Desde entonces, Tomás se enfocó en lo único que podía controlar: su imperio.
Pero incluso los reyes más poderosos pueden sentirse vacíos. Y ese vacío se notaba más cuando el día terminaba y las luces de la ciudad no alcanzaban para llenar el silencio de su ático.
Esa noche, después de una jornada interminable, Tomás dejó el auto con el valet y entró en uno de los bares más exclusivos de la ciudad. No era raro que lo vieran allí. Sabía perfectamente que su presencia alimentaba rumores, titulares y susurros. Le gustaba el poder de ser observado.
Pidió whisky solo. Doble.
El bar estaba lleno, pero él no hablaba con nadie. No hasta que la vio.
Sentada al fondo, con un vestido negro sencillo, sin joyas, sin acompañantes. El cabello recogido en un moño desordenado y un libro entre las manos. Luna.
No lo había visto llegar, o quizás sí, pero no mostró interés. No le sonrió. No lo estudió como hacían las demás. Fue eso lo que lo atrajo.
-¿Qué lees? -preguntó, acercándose con su copa.
Ella alzó la vista, y por un segundo, el mundo se detuvo.
-No hablo con desconocidos -dijo sin preámbulos.
Tomás sonrió. Le encantaban los desafíos.
-Entonces déjame presentarme. Tomás Del Valle.
-Sí, lo sé. ¿Y eso debería impresionarme?
Por primera vez en mucho tiempo, él no supo qué responder.
-No es una respuesta típica -dijo, acomodándose frente a ella sin pedir permiso.
-Tú tampoco pareces un tipo típico -replicó ella, cerrando el libro.
Hablaron por horas. De todo y de nada. Ella no quiso dar demasiados detalles sobre su vida. No le dijo dónde trabajaba, ni qué hacía. Solo su nombre: Luna. Su risa era ligera, auténtica. Sus respuestas, rápidas y afiladas. No buscaba agradarle, y eso lo desarmaba.
-¿Siempre seduces así? -preguntó ella, al final de la noche.
-¿Así cómo?
-Como si fueras el dueño del mundo.
Tomás bajó la mirada por un segundo, algo que jamás hacía.
-Lo soy -dijo en tono casi burlón-. Pero esta noche no tengo ganas de dominar nada.
Ella lo miró en silencio, y por un momento, él sintió que alguien lo veía de verdad.
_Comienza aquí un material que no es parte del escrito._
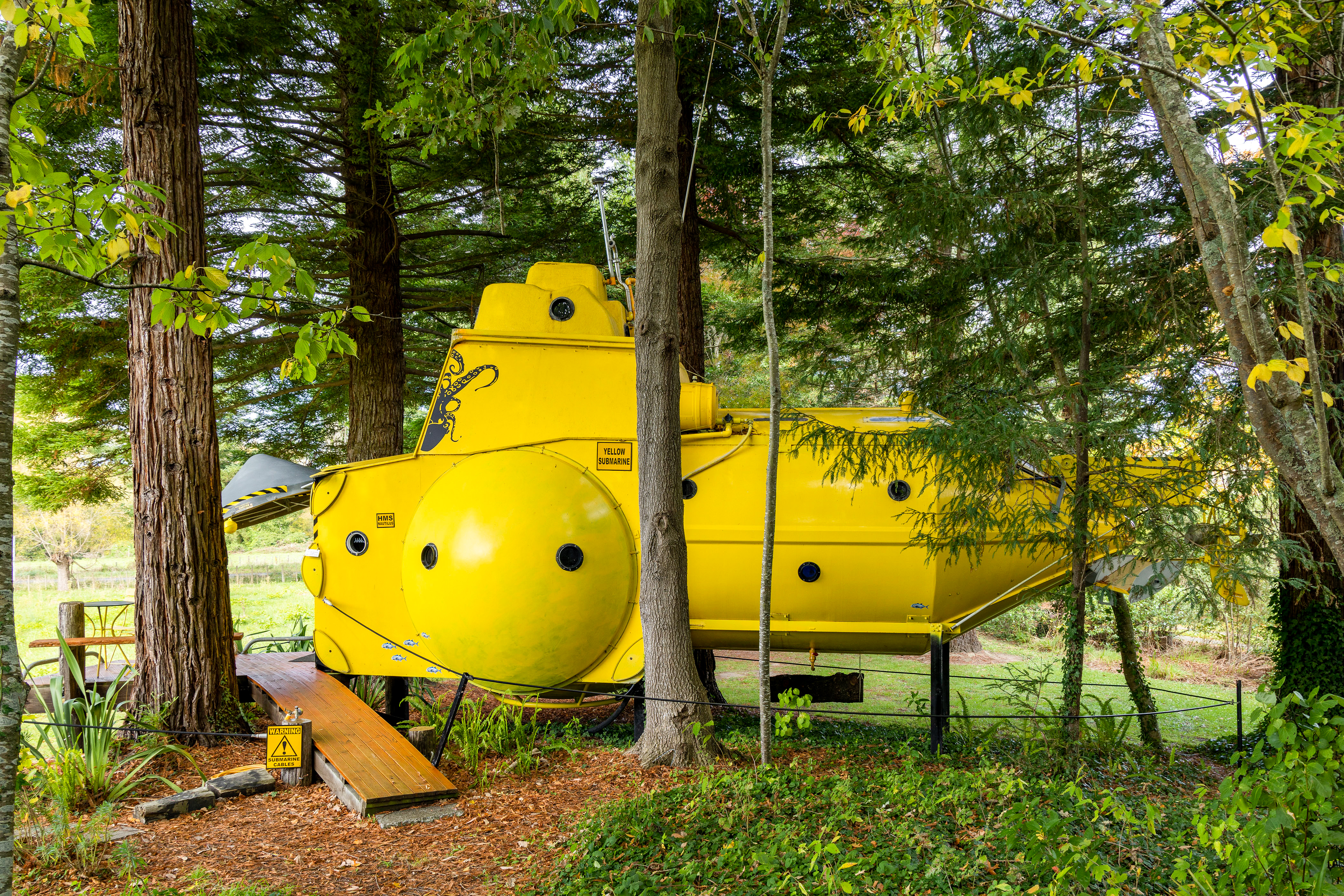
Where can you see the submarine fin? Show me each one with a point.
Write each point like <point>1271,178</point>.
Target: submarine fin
<point>267,488</point>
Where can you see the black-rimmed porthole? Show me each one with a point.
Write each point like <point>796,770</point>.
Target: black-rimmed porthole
<point>570,557</point>
<point>898,491</point>
<point>562,309</point>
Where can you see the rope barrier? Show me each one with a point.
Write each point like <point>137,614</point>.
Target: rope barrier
<point>925,675</point>
<point>142,731</point>
<point>467,676</point>
<point>464,677</point>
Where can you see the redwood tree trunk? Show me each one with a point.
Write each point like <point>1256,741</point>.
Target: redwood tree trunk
<point>1132,664</point>
<point>1308,616</point>
<point>670,734</point>
<point>373,252</point>
<point>183,624</point>
<point>12,691</point>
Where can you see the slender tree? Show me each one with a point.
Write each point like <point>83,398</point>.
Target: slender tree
<point>12,688</point>
<point>183,622</point>
<point>767,61</point>
<point>372,238</point>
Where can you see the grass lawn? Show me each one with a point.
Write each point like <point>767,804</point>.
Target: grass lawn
<point>893,684</point>
<point>889,683</point>
<point>259,609</point>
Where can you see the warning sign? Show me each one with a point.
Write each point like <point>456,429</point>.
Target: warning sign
<point>616,456</point>
<point>283,743</point>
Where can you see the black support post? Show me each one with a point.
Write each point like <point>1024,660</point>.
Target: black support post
<point>1240,748</point>
<point>394,700</point>
<point>937,676</point>
<point>947,684</point>
<point>452,716</point>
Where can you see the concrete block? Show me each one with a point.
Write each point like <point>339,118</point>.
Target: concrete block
<point>243,784</point>
<point>417,816</point>
<point>175,805</point>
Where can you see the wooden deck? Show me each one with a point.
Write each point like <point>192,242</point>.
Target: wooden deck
<point>366,762</point>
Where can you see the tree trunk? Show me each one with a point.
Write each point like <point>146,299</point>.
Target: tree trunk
<point>1307,612</point>
<point>1076,633</point>
<point>183,624</point>
<point>1132,664</point>
<point>1283,422</point>
<point>690,300</point>
<point>62,564</point>
<point>772,340</point>
<point>373,248</point>
<point>12,690</point>
<point>670,734</point>
<point>968,643</point>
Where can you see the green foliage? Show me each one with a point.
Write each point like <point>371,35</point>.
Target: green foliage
<point>372,690</point>
<point>1308,643</point>
<point>788,724</point>
<point>52,837</point>
<point>1277,825</point>
<point>941,828</point>
<point>88,765</point>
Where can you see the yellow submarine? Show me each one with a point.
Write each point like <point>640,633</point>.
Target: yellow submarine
<point>506,546</point>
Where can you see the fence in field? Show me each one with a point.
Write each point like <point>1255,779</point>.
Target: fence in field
<point>273,569</point>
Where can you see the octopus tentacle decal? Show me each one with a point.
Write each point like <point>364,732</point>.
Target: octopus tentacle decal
<point>447,402</point>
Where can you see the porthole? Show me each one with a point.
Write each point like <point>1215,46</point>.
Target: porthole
<point>562,309</point>
<point>570,557</point>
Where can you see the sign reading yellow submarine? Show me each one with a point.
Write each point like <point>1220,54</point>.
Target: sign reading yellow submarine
<point>515,553</point>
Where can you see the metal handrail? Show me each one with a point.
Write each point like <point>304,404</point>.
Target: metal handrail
<point>273,640</point>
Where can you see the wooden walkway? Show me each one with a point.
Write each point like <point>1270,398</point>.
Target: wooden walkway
<point>366,762</point>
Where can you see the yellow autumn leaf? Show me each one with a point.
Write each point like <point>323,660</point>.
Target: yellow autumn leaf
<point>217,279</point>
<point>19,195</point>
<point>1280,237</point>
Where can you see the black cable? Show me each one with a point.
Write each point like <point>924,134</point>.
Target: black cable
<point>140,731</point>
<point>925,675</point>
<point>742,706</point>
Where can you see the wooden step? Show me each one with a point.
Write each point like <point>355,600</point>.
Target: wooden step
<point>366,762</point>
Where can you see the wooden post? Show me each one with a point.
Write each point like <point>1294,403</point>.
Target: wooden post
<point>303,776</point>
<point>422,738</point>
<point>70,625</point>
<point>396,691</point>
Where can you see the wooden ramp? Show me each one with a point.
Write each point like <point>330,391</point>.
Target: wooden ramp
<point>366,762</point>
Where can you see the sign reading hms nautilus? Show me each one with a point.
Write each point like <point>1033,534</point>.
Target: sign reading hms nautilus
<point>616,456</point>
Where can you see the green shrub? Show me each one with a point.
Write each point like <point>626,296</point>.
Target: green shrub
<point>1277,825</point>
<point>916,827</point>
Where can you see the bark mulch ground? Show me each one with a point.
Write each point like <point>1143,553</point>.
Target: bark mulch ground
<point>304,839</point>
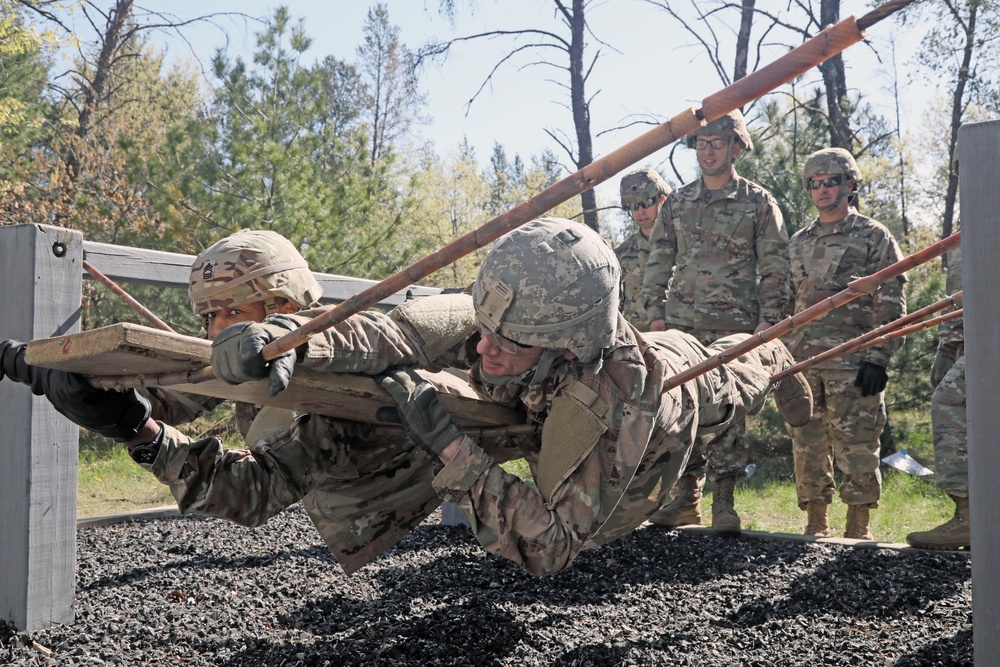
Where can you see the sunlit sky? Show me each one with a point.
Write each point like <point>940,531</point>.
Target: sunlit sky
<point>649,65</point>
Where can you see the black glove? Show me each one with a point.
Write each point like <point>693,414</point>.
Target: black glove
<point>871,378</point>
<point>12,364</point>
<point>417,407</point>
<point>114,414</point>
<point>236,356</point>
<point>944,359</point>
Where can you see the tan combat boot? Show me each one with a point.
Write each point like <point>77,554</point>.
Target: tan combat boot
<point>725,520</point>
<point>954,534</point>
<point>816,521</point>
<point>684,509</point>
<point>857,523</point>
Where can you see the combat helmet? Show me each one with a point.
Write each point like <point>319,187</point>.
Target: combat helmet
<point>640,185</point>
<point>551,283</point>
<point>733,124</point>
<point>251,265</point>
<point>831,161</point>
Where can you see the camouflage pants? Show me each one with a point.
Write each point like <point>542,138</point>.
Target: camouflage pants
<point>722,454</point>
<point>845,428</point>
<point>951,452</point>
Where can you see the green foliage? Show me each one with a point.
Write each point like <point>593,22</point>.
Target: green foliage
<point>279,149</point>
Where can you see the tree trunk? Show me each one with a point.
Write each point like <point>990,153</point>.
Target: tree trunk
<point>957,104</point>
<point>743,40</point>
<point>835,83</point>
<point>94,91</point>
<point>581,108</point>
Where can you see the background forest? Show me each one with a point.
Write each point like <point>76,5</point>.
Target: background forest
<point>99,132</point>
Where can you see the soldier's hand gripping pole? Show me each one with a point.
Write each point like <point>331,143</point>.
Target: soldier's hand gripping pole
<point>878,336</point>
<point>823,46</point>
<point>855,289</point>
<point>826,44</point>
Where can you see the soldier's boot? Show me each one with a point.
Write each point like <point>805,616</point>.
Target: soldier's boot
<point>954,534</point>
<point>685,508</point>
<point>857,523</point>
<point>725,520</point>
<point>816,521</point>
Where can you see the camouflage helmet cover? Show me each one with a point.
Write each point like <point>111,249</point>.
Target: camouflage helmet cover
<point>831,161</point>
<point>251,265</point>
<point>733,124</point>
<point>552,283</point>
<point>640,184</point>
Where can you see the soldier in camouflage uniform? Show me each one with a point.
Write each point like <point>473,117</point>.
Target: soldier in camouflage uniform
<point>611,443</point>
<point>951,452</point>
<point>643,193</point>
<point>839,246</point>
<point>326,463</point>
<point>719,265</point>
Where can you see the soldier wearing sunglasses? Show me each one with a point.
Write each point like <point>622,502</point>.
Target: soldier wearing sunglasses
<point>719,266</point>
<point>643,194</point>
<point>840,245</point>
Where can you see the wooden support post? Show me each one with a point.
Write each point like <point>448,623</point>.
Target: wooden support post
<point>42,275</point>
<point>979,151</point>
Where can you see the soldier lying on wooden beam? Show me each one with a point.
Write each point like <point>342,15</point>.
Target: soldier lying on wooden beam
<point>540,331</point>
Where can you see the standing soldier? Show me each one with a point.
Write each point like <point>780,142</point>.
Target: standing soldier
<point>951,452</point>
<point>719,266</point>
<point>849,415</point>
<point>643,192</point>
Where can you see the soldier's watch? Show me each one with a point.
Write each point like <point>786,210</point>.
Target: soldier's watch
<point>146,453</point>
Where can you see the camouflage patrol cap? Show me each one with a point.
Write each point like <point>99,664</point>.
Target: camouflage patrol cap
<point>733,124</point>
<point>640,184</point>
<point>831,161</point>
<point>553,283</point>
<point>251,265</point>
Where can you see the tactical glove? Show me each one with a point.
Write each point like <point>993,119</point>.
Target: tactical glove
<point>12,364</point>
<point>236,353</point>
<point>944,359</point>
<point>872,378</point>
<point>114,414</point>
<point>428,424</point>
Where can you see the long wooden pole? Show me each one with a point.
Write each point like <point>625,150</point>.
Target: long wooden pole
<point>854,289</point>
<point>823,46</point>
<point>826,44</point>
<point>126,297</point>
<point>859,343</point>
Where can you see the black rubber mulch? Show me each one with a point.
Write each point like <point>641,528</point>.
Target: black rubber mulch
<point>190,591</point>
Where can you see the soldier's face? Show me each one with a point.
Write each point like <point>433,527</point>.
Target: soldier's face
<point>218,320</point>
<point>498,362</point>
<point>827,196</point>
<point>645,217</point>
<point>712,160</point>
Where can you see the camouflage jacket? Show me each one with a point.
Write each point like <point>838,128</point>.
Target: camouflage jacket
<point>953,331</point>
<point>611,443</point>
<point>632,255</point>
<point>718,264</point>
<point>825,258</point>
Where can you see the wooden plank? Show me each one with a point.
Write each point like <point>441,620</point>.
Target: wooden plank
<point>980,201</point>
<point>41,277</point>
<point>171,269</point>
<point>127,349</point>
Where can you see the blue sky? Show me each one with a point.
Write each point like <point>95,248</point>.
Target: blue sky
<point>649,65</point>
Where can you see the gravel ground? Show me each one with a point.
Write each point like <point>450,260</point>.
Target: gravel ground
<point>191,591</point>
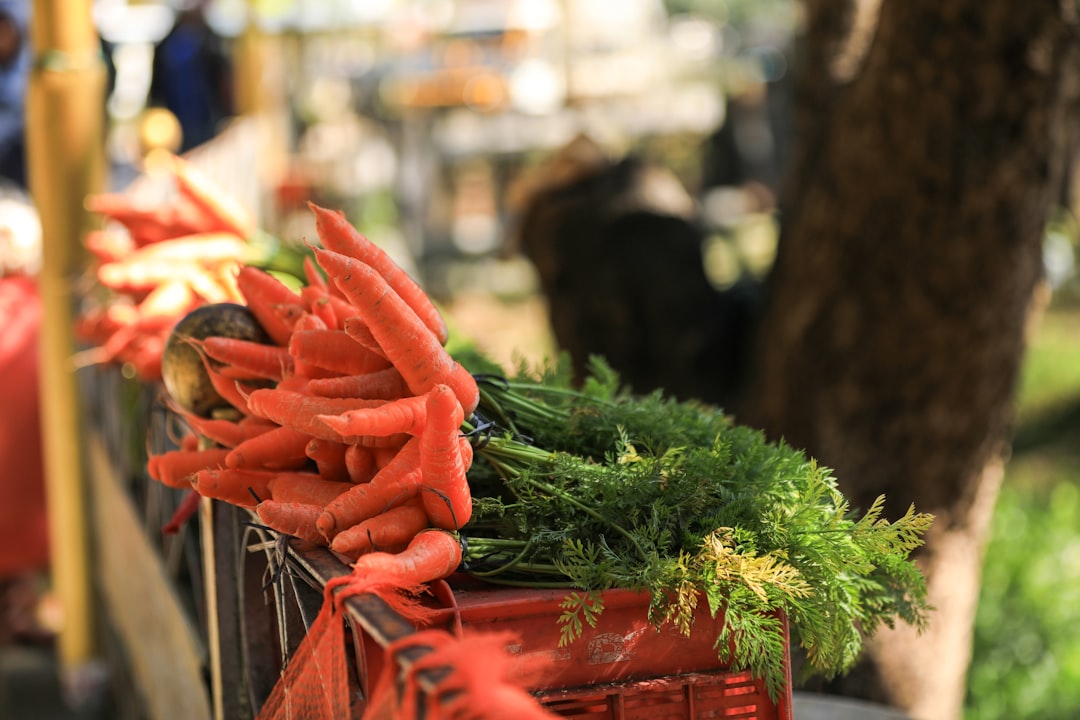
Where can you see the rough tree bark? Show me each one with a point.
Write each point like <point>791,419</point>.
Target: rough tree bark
<point>910,253</point>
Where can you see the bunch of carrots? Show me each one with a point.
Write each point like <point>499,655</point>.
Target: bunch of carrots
<point>348,424</point>
<point>153,265</point>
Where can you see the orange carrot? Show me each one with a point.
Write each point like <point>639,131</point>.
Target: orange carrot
<point>383,457</point>
<point>108,246</point>
<point>334,350</point>
<point>184,513</point>
<point>431,555</point>
<point>255,360</point>
<point>358,330</point>
<point>328,457</point>
<point>407,342</point>
<point>446,497</point>
<point>200,247</point>
<point>313,275</point>
<point>215,206</point>
<point>235,486</point>
<point>405,415</point>
<point>227,388</point>
<point>292,518</point>
<point>394,484</point>
<point>385,384</point>
<point>338,235</point>
<point>172,299</point>
<point>395,527</point>
<point>306,488</point>
<point>282,448</point>
<point>262,291</point>
<point>174,467</point>
<point>316,301</point>
<point>298,410</point>
<point>345,309</point>
<point>225,433</point>
<point>360,463</point>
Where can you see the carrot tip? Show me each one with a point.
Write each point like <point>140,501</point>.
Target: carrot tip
<point>326,525</point>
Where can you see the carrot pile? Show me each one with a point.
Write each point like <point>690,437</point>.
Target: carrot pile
<point>348,424</point>
<point>153,265</point>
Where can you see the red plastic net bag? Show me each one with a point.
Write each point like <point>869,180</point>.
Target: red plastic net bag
<point>314,685</point>
<point>24,522</point>
<point>473,678</point>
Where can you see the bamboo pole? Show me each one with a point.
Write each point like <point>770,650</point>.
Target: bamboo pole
<point>66,161</point>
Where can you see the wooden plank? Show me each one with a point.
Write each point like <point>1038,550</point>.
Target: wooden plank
<point>163,649</point>
<point>66,158</point>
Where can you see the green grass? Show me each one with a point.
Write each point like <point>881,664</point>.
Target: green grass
<point>1026,654</point>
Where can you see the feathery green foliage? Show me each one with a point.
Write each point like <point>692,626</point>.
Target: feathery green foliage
<point>596,489</point>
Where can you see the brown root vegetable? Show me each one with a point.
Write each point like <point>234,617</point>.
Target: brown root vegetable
<point>183,370</point>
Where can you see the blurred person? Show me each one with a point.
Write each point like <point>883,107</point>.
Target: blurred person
<point>191,77</point>
<point>14,75</point>
<point>24,538</point>
<point>618,246</point>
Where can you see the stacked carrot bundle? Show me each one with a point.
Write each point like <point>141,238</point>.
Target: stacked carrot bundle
<point>348,424</point>
<point>153,265</point>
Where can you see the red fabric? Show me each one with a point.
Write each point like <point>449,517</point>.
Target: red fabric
<point>24,531</point>
<point>314,685</point>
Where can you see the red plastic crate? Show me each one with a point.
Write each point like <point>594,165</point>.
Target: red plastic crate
<point>623,668</point>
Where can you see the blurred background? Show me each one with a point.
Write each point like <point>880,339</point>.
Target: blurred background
<point>435,124</point>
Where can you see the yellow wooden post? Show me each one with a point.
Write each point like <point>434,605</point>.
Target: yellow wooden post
<point>66,161</point>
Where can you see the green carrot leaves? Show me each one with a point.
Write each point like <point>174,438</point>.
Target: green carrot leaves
<point>595,488</point>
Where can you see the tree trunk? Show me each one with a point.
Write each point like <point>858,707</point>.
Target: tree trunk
<point>899,303</point>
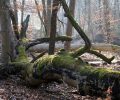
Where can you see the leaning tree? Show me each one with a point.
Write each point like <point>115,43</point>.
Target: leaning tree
<point>62,65</point>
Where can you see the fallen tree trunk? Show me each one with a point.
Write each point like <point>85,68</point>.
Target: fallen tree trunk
<point>99,46</point>
<point>73,71</point>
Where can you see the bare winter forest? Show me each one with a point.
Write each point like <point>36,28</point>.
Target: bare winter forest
<point>59,49</point>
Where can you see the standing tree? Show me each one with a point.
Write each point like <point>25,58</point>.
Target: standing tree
<point>6,32</point>
<point>53,26</point>
<point>69,28</point>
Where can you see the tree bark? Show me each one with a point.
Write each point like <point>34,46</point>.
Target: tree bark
<point>6,31</point>
<point>53,26</point>
<point>69,26</point>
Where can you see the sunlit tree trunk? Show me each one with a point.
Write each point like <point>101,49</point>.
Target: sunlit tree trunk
<point>47,15</point>
<point>6,31</point>
<point>53,26</point>
<point>106,15</point>
<point>69,26</point>
<point>22,10</point>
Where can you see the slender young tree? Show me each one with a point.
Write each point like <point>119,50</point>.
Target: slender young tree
<point>69,26</point>
<point>6,31</point>
<point>53,26</point>
<point>106,15</point>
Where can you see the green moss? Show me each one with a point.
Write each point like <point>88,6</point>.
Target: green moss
<point>99,73</point>
<point>22,56</point>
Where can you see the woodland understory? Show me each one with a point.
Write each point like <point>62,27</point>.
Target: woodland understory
<point>63,66</point>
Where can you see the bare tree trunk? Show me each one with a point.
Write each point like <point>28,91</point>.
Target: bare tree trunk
<point>107,20</point>
<point>22,10</point>
<point>90,29</point>
<point>15,10</point>
<point>5,31</point>
<point>53,26</point>
<point>47,11</point>
<point>48,22</point>
<point>69,26</point>
<point>40,17</point>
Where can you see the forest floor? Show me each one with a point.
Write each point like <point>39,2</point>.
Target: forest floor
<point>13,88</point>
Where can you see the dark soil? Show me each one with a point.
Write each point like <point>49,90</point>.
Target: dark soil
<point>14,88</point>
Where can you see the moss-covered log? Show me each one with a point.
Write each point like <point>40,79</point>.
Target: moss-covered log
<point>73,71</point>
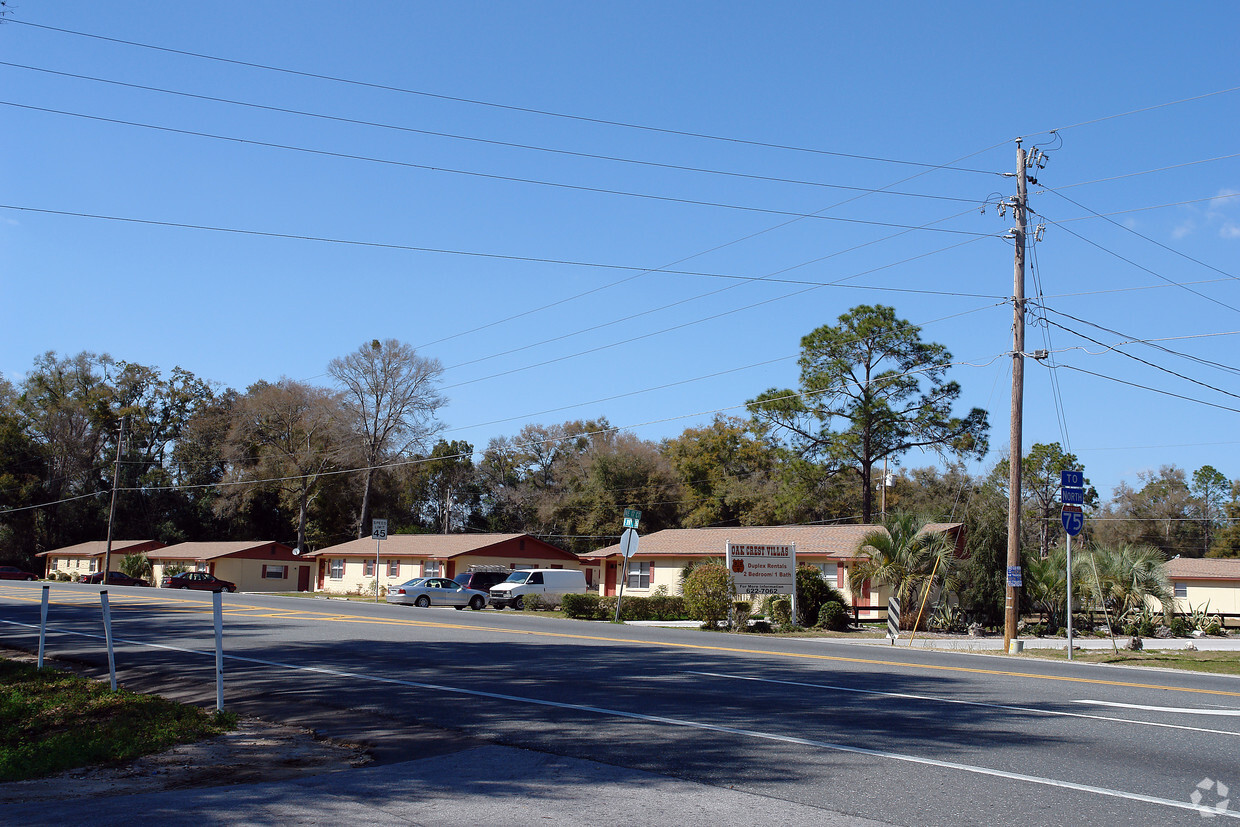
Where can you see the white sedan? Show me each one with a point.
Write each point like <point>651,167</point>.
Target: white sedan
<point>437,592</point>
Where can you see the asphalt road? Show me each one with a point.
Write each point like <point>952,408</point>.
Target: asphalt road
<point>895,735</point>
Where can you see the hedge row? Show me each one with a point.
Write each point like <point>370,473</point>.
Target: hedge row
<point>592,606</point>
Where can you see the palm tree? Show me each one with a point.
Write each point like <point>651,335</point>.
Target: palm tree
<point>908,559</point>
<point>1127,577</point>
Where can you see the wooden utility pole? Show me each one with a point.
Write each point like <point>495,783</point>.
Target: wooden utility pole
<point>112,508</point>
<point>1012,605</point>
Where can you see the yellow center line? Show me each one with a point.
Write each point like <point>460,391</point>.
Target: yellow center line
<point>296,614</point>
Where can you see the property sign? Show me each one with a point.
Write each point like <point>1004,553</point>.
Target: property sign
<point>629,542</point>
<point>763,568</point>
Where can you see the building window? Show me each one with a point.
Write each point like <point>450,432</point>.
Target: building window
<point>639,575</point>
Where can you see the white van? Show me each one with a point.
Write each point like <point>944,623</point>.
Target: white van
<point>541,582</point>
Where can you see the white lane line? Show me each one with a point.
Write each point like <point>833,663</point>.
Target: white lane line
<point>981,703</point>
<point>1189,711</point>
<point>696,724</point>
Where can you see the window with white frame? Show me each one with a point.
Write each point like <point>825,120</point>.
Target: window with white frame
<point>639,575</point>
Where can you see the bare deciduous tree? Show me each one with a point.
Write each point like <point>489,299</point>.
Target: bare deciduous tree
<point>391,397</point>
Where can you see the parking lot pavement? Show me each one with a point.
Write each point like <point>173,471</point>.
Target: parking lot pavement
<point>480,785</point>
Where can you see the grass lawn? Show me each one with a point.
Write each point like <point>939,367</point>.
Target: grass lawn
<point>1217,662</point>
<point>52,720</point>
Salieron del bar juntos, pero no se despidieron como extraños. Tampoco se besaron. Ella le dio su número en una servilleta -algo tan fuera de época como inesperado- y se fue en un taxi sin mirar atrás.
Él se quedó allí, bajo la luz de la calle, viendo cómo se alejaba.
Tomás no creía en el destino. Creía en el trabajo duro, en los acuerdos firmados, en el poder tangible. Pero esa noche, mientras entraba solo a su departamento, supo que algo había cambiado.
Porque por primera vez en años, alguien lo había dejado con más preguntas que respuestas.
Y eso, para un hombre como él, era inaceptable.